“What may that be to you, mein gut child? Donner! have I no power left to look after mein safety, and by returning the knabe, Hector Ashley, to the house of his vater, get a riddence of the outlawry against me and mein crew?”

“Hans Gerstendorf,” replied Mary, “is this the faith pledged to me langsyne, when I put into your hand twa hunder siller merks, as the apprentice fee o’ Hector Ashley, and the reward o’ eternal silence as to his birth and lineage? This may be German troth, but it belangs na to the honour o’ Galloway.”

“The faith, and the promise, and the covenant,” replied the German, “belong to the men who live under the laws—Teufel! are not the sharks and the hounds, by the sea and by the land, smelling for us and baying for us?—and doesna the hang-tief stand on the lang sands o’ Leith to mak langer, by twa inches, the craigs o’ the pirate and his gang? Ha! mein gut Maria, what is the troth to the life, the breath, and the soul that kensna repentance for ten thousand crimes?—One chance is left, and that is, to tell Peter Fleming the secret o’ his parentage, and his history, from that day when I kidnapped him at the Fisherman’s Cairn, and left his cla’es on the stones to beguile his father. Once in the Castle and we are safe.”
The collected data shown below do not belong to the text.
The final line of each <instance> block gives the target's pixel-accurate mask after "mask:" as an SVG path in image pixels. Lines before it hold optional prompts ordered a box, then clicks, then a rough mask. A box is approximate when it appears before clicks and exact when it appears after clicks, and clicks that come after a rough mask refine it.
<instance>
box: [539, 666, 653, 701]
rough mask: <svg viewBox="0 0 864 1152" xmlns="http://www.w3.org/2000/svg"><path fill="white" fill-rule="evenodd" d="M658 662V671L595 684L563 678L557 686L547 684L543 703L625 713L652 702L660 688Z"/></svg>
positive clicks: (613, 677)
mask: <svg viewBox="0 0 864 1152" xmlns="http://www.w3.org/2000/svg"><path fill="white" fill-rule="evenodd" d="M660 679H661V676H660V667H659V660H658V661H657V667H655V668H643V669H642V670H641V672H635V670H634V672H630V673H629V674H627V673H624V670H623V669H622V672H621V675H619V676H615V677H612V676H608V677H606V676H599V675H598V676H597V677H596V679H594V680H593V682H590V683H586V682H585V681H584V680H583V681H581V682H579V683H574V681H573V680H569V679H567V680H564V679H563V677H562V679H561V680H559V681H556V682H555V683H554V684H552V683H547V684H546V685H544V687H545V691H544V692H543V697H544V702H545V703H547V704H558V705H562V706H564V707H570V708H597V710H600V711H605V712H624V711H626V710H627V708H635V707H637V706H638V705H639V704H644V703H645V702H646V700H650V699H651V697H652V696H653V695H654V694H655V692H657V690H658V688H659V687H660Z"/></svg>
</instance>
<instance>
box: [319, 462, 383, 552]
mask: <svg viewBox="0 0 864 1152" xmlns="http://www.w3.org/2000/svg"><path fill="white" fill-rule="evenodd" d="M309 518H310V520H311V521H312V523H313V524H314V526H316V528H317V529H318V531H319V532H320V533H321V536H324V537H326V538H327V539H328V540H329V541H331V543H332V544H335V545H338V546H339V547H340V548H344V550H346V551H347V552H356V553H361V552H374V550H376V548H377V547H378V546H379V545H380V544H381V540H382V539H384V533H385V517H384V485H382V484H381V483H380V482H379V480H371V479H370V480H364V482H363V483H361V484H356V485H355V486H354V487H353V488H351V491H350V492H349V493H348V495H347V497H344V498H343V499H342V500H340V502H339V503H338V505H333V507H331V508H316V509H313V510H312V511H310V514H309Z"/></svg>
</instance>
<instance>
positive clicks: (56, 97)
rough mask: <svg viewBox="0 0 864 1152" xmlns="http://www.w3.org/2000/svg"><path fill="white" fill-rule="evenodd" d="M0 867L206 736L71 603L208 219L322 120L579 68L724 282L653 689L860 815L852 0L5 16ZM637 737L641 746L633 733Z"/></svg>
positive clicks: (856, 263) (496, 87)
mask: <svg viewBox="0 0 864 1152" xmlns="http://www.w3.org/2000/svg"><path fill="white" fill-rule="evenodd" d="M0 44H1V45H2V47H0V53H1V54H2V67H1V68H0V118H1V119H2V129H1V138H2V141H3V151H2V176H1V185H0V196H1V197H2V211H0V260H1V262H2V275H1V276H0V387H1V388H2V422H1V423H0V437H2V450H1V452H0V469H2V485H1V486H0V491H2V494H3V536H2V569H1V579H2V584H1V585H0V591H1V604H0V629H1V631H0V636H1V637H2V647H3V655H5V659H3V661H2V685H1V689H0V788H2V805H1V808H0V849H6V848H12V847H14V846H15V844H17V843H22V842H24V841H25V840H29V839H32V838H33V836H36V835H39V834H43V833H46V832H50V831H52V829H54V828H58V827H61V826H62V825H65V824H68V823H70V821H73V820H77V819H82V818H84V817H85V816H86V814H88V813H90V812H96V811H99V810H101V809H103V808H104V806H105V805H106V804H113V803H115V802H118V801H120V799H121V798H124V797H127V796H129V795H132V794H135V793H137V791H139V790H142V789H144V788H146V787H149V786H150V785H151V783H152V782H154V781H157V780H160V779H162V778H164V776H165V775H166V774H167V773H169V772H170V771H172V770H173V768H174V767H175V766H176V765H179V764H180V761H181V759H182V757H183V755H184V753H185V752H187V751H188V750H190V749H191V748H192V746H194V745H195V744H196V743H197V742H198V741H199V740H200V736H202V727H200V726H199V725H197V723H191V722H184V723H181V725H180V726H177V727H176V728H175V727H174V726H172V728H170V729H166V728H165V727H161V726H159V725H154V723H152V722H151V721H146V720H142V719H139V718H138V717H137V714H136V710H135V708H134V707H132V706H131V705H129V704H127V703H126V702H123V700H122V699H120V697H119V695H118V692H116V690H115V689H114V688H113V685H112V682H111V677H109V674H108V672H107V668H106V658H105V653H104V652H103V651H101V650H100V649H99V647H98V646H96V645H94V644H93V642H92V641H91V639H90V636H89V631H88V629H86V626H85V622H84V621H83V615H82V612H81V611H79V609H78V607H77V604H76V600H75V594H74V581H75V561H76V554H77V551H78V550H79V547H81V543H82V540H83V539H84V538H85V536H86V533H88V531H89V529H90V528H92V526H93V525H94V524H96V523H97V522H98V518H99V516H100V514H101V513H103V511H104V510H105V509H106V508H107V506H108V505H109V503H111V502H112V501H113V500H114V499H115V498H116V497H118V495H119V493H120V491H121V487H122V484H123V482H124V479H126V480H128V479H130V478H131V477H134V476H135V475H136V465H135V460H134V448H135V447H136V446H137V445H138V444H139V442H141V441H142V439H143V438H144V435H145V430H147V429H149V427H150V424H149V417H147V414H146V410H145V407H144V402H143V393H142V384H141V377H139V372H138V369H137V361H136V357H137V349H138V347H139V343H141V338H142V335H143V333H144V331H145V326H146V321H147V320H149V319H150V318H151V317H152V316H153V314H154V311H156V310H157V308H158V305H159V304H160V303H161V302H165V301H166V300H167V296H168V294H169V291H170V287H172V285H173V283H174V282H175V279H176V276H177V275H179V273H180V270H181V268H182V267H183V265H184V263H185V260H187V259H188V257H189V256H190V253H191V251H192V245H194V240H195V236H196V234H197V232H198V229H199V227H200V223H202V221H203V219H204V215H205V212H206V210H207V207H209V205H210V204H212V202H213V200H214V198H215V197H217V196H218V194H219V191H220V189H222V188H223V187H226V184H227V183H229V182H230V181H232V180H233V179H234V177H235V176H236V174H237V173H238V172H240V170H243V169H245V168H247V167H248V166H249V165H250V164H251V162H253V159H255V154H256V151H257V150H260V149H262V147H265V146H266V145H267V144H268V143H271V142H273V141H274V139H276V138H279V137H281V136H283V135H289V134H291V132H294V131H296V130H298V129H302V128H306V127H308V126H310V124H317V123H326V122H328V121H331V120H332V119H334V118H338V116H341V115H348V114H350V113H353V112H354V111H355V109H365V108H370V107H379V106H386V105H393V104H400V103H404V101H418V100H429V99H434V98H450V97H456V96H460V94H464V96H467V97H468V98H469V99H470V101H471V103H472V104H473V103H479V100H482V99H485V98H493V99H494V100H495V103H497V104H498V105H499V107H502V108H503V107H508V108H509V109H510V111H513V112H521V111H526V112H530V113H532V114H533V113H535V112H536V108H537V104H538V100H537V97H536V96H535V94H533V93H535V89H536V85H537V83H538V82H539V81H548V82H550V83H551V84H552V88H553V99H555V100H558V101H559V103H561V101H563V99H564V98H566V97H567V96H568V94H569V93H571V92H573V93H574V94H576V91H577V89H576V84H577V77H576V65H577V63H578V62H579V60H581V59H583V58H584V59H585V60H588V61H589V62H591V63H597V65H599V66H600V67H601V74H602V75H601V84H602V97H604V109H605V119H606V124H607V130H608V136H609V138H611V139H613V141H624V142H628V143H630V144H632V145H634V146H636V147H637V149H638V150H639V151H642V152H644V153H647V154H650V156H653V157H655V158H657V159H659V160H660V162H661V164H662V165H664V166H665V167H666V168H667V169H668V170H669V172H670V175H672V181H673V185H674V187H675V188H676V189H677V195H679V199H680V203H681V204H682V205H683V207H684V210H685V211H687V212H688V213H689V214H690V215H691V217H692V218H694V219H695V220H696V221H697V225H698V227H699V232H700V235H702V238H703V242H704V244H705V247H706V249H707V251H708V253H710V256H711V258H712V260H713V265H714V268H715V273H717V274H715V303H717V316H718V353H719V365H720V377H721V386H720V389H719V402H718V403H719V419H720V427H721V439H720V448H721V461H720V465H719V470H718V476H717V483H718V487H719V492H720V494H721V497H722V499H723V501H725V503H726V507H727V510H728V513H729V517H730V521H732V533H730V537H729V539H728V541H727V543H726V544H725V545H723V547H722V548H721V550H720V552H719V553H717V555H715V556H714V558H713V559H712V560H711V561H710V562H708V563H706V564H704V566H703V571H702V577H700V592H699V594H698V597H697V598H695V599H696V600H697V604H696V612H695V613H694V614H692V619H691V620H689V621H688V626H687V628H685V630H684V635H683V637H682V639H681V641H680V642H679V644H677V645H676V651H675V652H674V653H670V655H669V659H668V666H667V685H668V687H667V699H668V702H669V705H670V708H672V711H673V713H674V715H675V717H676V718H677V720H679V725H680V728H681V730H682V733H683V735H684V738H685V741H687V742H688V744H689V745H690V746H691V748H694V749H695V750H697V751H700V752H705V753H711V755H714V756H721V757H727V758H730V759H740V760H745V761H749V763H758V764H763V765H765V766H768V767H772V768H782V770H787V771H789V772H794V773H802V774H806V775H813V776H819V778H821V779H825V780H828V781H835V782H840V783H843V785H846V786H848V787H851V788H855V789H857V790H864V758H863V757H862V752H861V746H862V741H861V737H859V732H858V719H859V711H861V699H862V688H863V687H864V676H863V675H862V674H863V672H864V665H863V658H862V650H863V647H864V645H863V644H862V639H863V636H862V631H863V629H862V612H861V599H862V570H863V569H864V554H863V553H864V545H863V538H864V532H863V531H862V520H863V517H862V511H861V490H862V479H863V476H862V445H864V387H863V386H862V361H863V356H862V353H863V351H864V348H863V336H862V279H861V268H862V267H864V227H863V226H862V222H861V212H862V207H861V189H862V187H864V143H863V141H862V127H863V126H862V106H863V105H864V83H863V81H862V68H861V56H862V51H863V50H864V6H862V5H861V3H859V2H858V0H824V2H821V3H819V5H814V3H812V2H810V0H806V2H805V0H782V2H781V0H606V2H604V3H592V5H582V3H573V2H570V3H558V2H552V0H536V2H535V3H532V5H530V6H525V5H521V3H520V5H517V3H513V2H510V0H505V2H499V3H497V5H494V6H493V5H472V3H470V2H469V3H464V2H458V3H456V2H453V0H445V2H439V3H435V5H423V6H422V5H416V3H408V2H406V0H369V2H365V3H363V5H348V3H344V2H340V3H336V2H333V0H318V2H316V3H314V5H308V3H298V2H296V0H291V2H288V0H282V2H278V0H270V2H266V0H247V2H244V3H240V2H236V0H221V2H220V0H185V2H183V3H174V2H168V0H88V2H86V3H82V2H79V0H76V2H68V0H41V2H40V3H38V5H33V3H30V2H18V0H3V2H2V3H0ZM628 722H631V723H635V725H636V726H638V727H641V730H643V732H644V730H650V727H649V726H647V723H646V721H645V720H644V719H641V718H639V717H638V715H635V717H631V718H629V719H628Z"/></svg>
The resolution, intention, or wish, thus expressed by the German, deeply affected Mary. For some time she replied not—her hand was on her forehead, and she was apparently musing in deep thought; at last she started.

“Weel, weel,” she said, in a choked voice—“weel, since it is as ye say, that your lives are in danger, let your way be as ye wish. But whar are ye concealed?”

And, as she put the question, her eye watched the looks of the German.

“My men are amang the high bent that grows on the drifted sand, twa miles doun the coast. But wha is now the proprietor o’ ‘The Castle?’ for I maun tell Peter the name of the man wha is to be his enemy; and we may hae to fecht our way to head-quarters.”

“There is naebody in the House,” answered Mary.

“Blut! that is the good tidings,” ejaculated Hans, in joy. “Hurra, then, for the Castle!” And he dashed through the willows that overhung the burial-ground, where they stood.

On that night, three hours after, intelligence was said to have been given by Mary Lee to the procurator-fiscal of the stewartry, that the outlawed pirates lay in the sea bent at the banks of the Solway. A band of armed men repaired to the place, and Hans Gerstendorf and his men, among whom was Peter Fleming, no other than Hector Ashley, were seized and put in irons, and carried to the jail of Dumfries. The unhappy men were afterwards removed to the jail of Edinburgh, tried, and four of them, including Fleming, condemned to be executed on the sands of Leith, for the crime of piracy on the high seas. They were executed accordingly.